In a percutaneous kidney mirror, the patient has to lie on his stomach, so that the doctor can make a cut through the skin of the lateral abdominal region. This incision allows the penetration of an endoscope that is advanced to the kidney. Thus, the internal cavity of the kidney, the renal pelvis, is punctured.

The whole process is controlled with an ultrasound machine because it is a very precise procedure and otherwise the doctor would not be able to see exactly where the endoscope is. After the instrument has been inserted, the stone is smashed by a medical "jackhammer", laser or ultrasound, and the fragments are removed directly.

In a ureterorenoscopy, the stones are removed "naturally". The instrument is guided through the bladder into the ureter, eventually to the kidney. The stones are either pulled out or, if they are too large, previously crushed with laser beams or ultrasound. Also in this method, the steps are tracked directly. Thanks to modern technology, very small cameras can be placed at the top of the device.

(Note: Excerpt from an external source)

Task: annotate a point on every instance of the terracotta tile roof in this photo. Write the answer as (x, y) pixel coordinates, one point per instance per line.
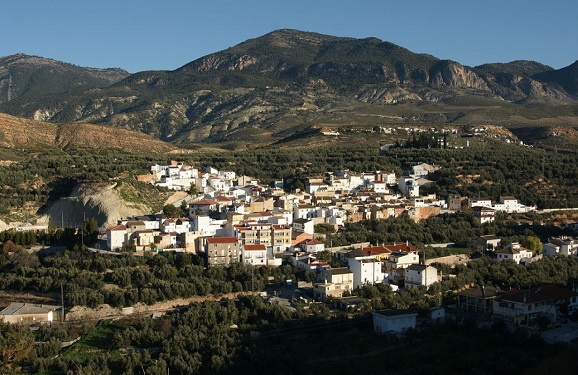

The ureter is usually prepared for engagement by inserting a splint. This splint serves to relax the ureter, making the procedure less risky.

Risks, side effects & dangers

Like all medical procedures, kidney mirroring carries dangers and complications. These include intraoperative or postoperative bleeding or injuries to the ureter and renal pelvis.

In addition, fever may occur as a result of the procedure. Very rarely it can lead to kidney loss. It can happen that the rinsing fluid, which is needed for the mirroring, comes into the bloodstream. This dilutes the blood.

Neither a transurethral nor a percutaneous surgery may take place in an untreated urinary tract infection. For coagulation disorders, the two methods are recommended only in urgent cases. Percutaneous kidney transplantation is prohibited during pregnancy. This method is also contraindicated for a tumor in the access area.

The likelihood of the above complications depends on the size and location of the stones or previous operations.